Lors du contrôle budgétaire prévu pour la fin du mois de février, le gouvernement fédéral devra trouver des économies ou nouveaux revenus pour un total d’un peu plus d’un milliard d’euros pour parvenir à ramener le déficit budgétaire à 2,8% du produit intérieur brut (PIB). Ce sont là les conclusions du rapport annuel pour 2011 de la Banque Nationale de Belgique, qui met également en garde contre une inflation et une dette publique trop élevées.

Le rapport annuel de la Banque Nationale de Belgique (BNB) qualifie l’année 2011 d’année « à deux visages ». Elle avait bien débuté sur le plan économique, encore sur son élan de 2010, mais a vu les nuages s’accumuler en seconde partie, « avec le tremblement de terre et le tsunami au Japon, la hausse des prix des matières premières, les problèmes autour de la dette des souverains, en Europe mais aussi aux Etats-Unis, et les politiques plus restrictives des pays émergents », a résumé ce mercredi le gouverneur de la BNB, Luc Coene (photo).

En Belgique, la croissance a finalement atteint 1,9% du PIB en 2011, après avoir connu 2,3% en 2010. Ce sont néanmoins de « relativement bonnes performances », qui placent notre pays parmi les meilleurs élèves de la zone euro.
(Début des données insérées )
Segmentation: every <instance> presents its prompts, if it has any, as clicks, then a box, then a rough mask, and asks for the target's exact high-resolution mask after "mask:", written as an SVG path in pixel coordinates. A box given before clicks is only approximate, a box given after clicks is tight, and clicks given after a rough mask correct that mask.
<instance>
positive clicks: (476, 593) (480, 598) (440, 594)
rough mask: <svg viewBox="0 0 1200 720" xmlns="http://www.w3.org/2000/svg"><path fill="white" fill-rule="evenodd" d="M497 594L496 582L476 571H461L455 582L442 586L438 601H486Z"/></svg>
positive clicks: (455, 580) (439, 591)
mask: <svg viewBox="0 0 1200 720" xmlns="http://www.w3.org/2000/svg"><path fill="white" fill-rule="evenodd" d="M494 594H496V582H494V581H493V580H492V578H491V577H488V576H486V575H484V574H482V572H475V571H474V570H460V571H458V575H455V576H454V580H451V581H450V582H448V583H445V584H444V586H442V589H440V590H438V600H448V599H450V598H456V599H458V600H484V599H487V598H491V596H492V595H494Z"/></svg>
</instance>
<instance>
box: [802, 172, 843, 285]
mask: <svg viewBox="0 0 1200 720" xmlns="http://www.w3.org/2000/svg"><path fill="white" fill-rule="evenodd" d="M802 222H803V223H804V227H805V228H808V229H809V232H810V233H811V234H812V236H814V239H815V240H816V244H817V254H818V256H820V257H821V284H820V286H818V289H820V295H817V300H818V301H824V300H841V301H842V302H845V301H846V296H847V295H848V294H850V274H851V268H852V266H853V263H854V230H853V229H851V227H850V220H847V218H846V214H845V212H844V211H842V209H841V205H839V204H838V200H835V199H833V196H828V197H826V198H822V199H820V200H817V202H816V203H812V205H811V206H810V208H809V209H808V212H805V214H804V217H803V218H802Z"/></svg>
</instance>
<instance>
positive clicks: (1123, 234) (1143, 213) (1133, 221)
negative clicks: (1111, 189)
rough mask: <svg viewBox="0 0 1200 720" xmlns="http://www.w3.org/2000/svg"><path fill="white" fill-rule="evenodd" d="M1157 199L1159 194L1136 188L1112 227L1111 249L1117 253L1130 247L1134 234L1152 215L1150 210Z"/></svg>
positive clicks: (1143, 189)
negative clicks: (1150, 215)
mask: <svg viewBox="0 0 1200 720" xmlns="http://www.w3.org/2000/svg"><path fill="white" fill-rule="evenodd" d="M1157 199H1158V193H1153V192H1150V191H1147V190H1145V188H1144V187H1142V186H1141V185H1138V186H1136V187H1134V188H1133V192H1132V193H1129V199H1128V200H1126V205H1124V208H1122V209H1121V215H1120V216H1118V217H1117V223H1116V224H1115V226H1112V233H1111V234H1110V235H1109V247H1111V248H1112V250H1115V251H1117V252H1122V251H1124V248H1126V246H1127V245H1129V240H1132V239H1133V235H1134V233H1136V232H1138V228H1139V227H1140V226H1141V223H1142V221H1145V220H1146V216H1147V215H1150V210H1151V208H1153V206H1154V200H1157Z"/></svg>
L’emploi s’est également bien maintenu depuis la crise de 2008, mais la perte de la compétitivité observée depuis cette crise n’a que partiellement été résorbée.

Pour 2012, la Banque Nationale prévoit une croissance « autour de zéro », avec une évolution du PIB d’environ -0,1%, en tenant compte de l’impact des mesures décidées jusqu’en janvier par le gouvernement fédéral dans le cadre du budget 2012, comme notamment le gel temporaire des dépenses fédérales à hauteur de 1,3 milliard d’euros.

La Belgique est entrée en légère récession durant les derniers mois de 2011, avec une évolution du PIB très légèrement négative au second semestre 2011. L’activité économique devrait stagner au début de 2012, avant un redressement très limité prévu en seconde partie d’année. Cette croissance atone se reflètera sur l’emploi, estime la BNB. Les créations nettes d’emploi sont escomptées à seulement 1.200 unités, ce qui poussera le chômage à la hausse. Le taux de chômage pourrait ainsi atteindre 7,7% en 2012, indique la BNB, qui table sur une prévision d’inflation légèrement revue à la hausse, à 2,6%, à cause de certaines hausses de TVA décidées par le gouvernement fédéral.

En tenant compte d’une nouvelle méthode de calcul, plus représentative, des comptes des administrations locales, la Banque Nationale évalue le déficit public belge à -3,1% du produit intérieur brut cette année, après -4% l’an dernier. « Pour obtenir un déficit public de 2,8% du PIB, il reste donc 0,3% à trouver, soit environ un milliard d’euros », a expliqué le gouverneur Luc Coene. Selon ce dernier, une partie de ce montant devrait pouvoir être facilement supporté par les Régions et Communautés.

Trop d’emplois publics

En 10 ans, presque 200.000 emplois ont été créés en Belgique dans le secteur public, constate la BNB. Ce secteur compte maintenant au total 1,3 million d’emplois.

« Entre 2000 et 2010, l’emploi du secteur public a augmenté de 13%. Si on enlève la Défense, qui a supprimé des emplois, la hausse est de 17% », souligne le gouverneur Luc Coene. Selon lui, cette tendance explique en partie l’importante hausse des dépenses primaires observées ces dernières années. Elles ont en effet augmenté de 7,5% depuis 2000, pour atteindre 49,9% du PIB. « Un niveau très élevé du point de vue historique ».

Et de souligner que la hausse des dépenses primaires depuis 2000 est supérieure à la hausse du PIB belge sur la même période, ce qui va poser des problèmes en matière budgétaire. Le gouverneur de la BNB estime qu’il faut mettre un frein à cette croissance de l’emploi public.

Le rapport de la BNB souligne enfin que l’inflation plus élevée en Belgique que dans les trois principaux pays voisins et le handicap salarial figurent parmi les principaux défis auxquels fait face actuellement l’économie belge.

La hausse des prix s’est avérée être en moyenne 1% plus élevée en Belgique que chez nos voisins. L’écart s’explique en grande partie par l’augmentation des prix de l’énergie, qui a atteint 17% chez nous contre 10% en moyenne dans les pays limitrophes.